At the time, the bank's climate policy prohibited financing projects that involved gas and oil extraction from fracking.

At the time, the bank's climate policy prohibited financing projects that involved gas and oil extraction from fracking.

Photo Credit: iStock

A major bank has invested millions in projects in the Gulf that will harm the environment. According to a report co-published by Grist and The Bureau of Investigative Journalism, it even went against its own policies.

What's happening?

Santander used loopholes in its climate policy and then watered it down to fund liquefied natural gas terminals. Liquefied natural gas, or LNG, is cooled to -259 degrees Fahrenheit and turned into a liquid form to ship and store. Before the gas is cooled, it is retrieved from fracking sites. 

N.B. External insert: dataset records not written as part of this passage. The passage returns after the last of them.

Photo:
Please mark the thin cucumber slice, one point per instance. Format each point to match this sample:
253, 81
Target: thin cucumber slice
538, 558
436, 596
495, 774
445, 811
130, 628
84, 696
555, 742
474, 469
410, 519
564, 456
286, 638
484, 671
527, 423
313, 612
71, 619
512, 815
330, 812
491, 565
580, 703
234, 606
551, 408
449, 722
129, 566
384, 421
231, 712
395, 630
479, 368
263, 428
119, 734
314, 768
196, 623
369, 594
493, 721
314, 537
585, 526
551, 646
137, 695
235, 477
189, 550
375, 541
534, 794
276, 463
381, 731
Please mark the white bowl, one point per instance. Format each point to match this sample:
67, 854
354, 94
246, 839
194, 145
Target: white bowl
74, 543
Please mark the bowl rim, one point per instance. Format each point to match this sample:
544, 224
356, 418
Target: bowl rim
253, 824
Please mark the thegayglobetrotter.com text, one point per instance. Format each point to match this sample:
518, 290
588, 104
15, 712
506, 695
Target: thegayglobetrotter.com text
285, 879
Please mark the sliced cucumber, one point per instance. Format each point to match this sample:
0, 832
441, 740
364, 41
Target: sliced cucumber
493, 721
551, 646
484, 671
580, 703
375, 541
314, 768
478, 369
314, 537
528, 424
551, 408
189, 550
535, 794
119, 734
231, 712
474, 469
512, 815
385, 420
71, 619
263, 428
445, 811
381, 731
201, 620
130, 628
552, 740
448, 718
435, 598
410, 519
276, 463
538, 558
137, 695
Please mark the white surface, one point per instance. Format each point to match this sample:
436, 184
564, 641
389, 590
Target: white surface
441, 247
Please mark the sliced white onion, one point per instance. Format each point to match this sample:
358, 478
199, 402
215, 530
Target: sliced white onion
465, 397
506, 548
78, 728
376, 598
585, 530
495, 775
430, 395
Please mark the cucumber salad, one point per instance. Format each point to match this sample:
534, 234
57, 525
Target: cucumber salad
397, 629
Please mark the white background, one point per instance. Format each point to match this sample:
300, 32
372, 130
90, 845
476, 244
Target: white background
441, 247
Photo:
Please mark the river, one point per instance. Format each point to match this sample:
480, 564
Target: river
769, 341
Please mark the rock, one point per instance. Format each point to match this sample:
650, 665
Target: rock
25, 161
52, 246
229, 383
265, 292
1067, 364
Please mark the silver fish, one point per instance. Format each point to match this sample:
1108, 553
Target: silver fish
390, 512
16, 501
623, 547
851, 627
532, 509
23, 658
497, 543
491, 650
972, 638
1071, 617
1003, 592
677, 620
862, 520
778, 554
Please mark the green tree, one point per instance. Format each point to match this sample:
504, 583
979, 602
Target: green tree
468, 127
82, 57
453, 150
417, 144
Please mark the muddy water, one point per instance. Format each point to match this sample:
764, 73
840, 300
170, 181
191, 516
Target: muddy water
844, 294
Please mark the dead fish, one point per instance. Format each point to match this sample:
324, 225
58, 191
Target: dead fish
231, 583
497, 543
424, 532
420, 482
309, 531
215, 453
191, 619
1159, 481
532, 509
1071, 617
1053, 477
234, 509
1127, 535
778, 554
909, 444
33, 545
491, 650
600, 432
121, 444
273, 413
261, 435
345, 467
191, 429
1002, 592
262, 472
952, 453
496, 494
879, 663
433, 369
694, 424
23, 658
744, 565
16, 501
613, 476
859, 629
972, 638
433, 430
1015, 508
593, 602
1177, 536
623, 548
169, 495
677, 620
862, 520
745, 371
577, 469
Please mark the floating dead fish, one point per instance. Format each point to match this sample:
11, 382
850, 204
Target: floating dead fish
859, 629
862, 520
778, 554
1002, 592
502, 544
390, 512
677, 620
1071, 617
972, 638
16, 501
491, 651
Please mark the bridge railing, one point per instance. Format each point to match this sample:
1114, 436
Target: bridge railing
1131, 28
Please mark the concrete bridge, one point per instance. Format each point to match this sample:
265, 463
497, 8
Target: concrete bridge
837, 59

In 2023, Santander and other banks raised $28 billion for LNG terminals on the coastlines of Louisiana and Texas. At the time, the bank's climate policy prohibited financing projects that involved gas and oil extraction from fracking. Since the projects didn't directly involve fracking, it created a loophole, but the LNG was obtained from fracking, per Grist and the Bureau. 

Then, in early 2024, Santander updated its climate policy to consider fracking projects. 

Quentin Aubineau, a policy analyst at BankTrack, a campaign group, said in the report that Santander's policy is "highly problematic." While the policy doesn't allow for gas extraction, new LNG terminals must extract more gas to be economically viable.

Why is Santander's funding of LNG projects concerning?

The fracking sites where the gas to make LNG is extracted are hazardous for communities. Chemicals from fracking sites can contaminate agriculture and can lead to economic losses because of decreased crop production. Eating contaminated crops can also lead to health issues, as they can also include heavy metals like mercury, per FracTracker Alliance. 

Roishetta Ozane, who is the fossil finance coordinator for the Texas Campaign for the Environment, told the Bureau of Investigative Journalism that her son has had increased seizures because of the water pollution in her area. She said he fishes, but he can't eat the fish. 

"Because I'm afraid if he gets too much mercury in his system, too much of the other pollution in the water, that is going to further exacerbate his seizures."

Not only can fracking pollute the water, but it also uses so much water that it can drain the community's water supply, as is the case with the Plaquemines LNG project in Louisiana, which Santander helped finance with $7.8 billion, per Grist and the Bureau. The project is on track to become one of "the largest fracked gas export terminals in the U.S.," according to the outlet, and it has already drained millions of gallons of the community's water supply.

Five terminals are already operating, seven have been approved, and four more are being built. If all of the Gulf Coast's projects are completed, their annual Earth-heating carbon pollution will be more than Russia's, the report said.

What's being done about banks funding LNG projects?

In January 2024, the U.S. administration announced a pause on all LNG exports to allow for an analysis of their environmental impact. 

Unfortunately, fracking operations have picked up because of Russia invading Ukraine and the U.S. wanting to be an alternative energy supply, per Grist and the Bureau. 

Aubineau believes commercial banks should stop financing new oil and gas exploration and production. He said in the report they should remove it from their policy and stop funding companies that support increased production.

You can also act by changing the ways you hold companies accountable. For example, you can support companies and banks with eco-friendly policies, such as HSBC, and do business with sustainable banks instead of those that finance dirty energy projects.